SPP’s board is currently comprised of seven independent directors, including President Nick Brown. The RTO says expanding its board to up to 10 persons would “foster a measure of flexibility” and further director succession planning, “with due consideration given to director tenure, knowledge sharing and risk management.”

SPP’s Corporate Governance Committee recommended the revisions in April, when they were approved by the Members Committee.

Brown said last month the governance committee will be evaluating the results of a solicitation for board candidates, the first such search SPP has conducted in seven years.
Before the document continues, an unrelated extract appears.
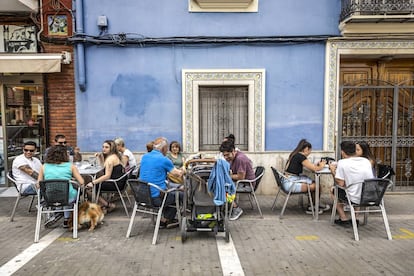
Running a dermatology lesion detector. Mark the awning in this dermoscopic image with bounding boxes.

The committee will discuss the issue further during its Aug. 27 meeting.

— Tom Kleckner

PJM Operating Committee Briefs

VALLEY FORGE, Pa., — PJM will continue the generator testing begun last winter with only minor changes after members rejected proposals to expand the program.

More than 62% of more than 130 stakeholders who responded to a poll said they preferred continuing the program — begun last winter in response to the high number of generator outages during the 2014 polar vortex — with only minor changes, PJM’s David Schweizer told the Operating Committee last week.

The proposal included only minor changes requiring generators to submit a primary and alternate date for the exercise; submit results of the exercise to PJM; and report completion of the cold weather preparation checklist through eDART. Manual 14D: Generator Operational Requirements also will be revised to clarify combined-cycle offers for generators exercising one combustion turbine on alternate fuel.

Members rejected three other options that would have made larger changes to the program, including option 2, which would not compensate Capacity Performance resources for participating after the winter 2015/2016. It received only 42% support.

Option 3, which received 34% support, would have expanded the exercise period -– currently the month of December -– to Nov. 1 through Jan. 15; increased the maximum temperature to 40 F from 35 F in the southern zones; and increased the maximum test allowed daily from 1,000 MW to 1,200 MW. It also would have included a reevaluation of the program after winter 2015/16 to determine whether it should be continued.

Option 4, a combination of options 2 and 3, also received 34% support.

The testing, which cost about $7 million last year, was credited with improving generator performance during the winter of 2014/15. (See Why Did PJM Grid Fare Better This Winter?)

PJM Seeks to Eliminate Disconnect on Metering Requirements

PJM plans to modify Manual 1: Control Center and Data Exchange Requirements to “close the gap” between PJM requirements and generator practices regarding metering.

PJM’s Ryan Nice presented the OC with a first read on a problem statement to create a task force to draft new manual language. “Some of these gaps are pretty extensive,” Nice said.

Nice said the revised manual will clearly delineate requirements for monitoring and control metering used by PJM’s state estimator and revenue metering used in settlements.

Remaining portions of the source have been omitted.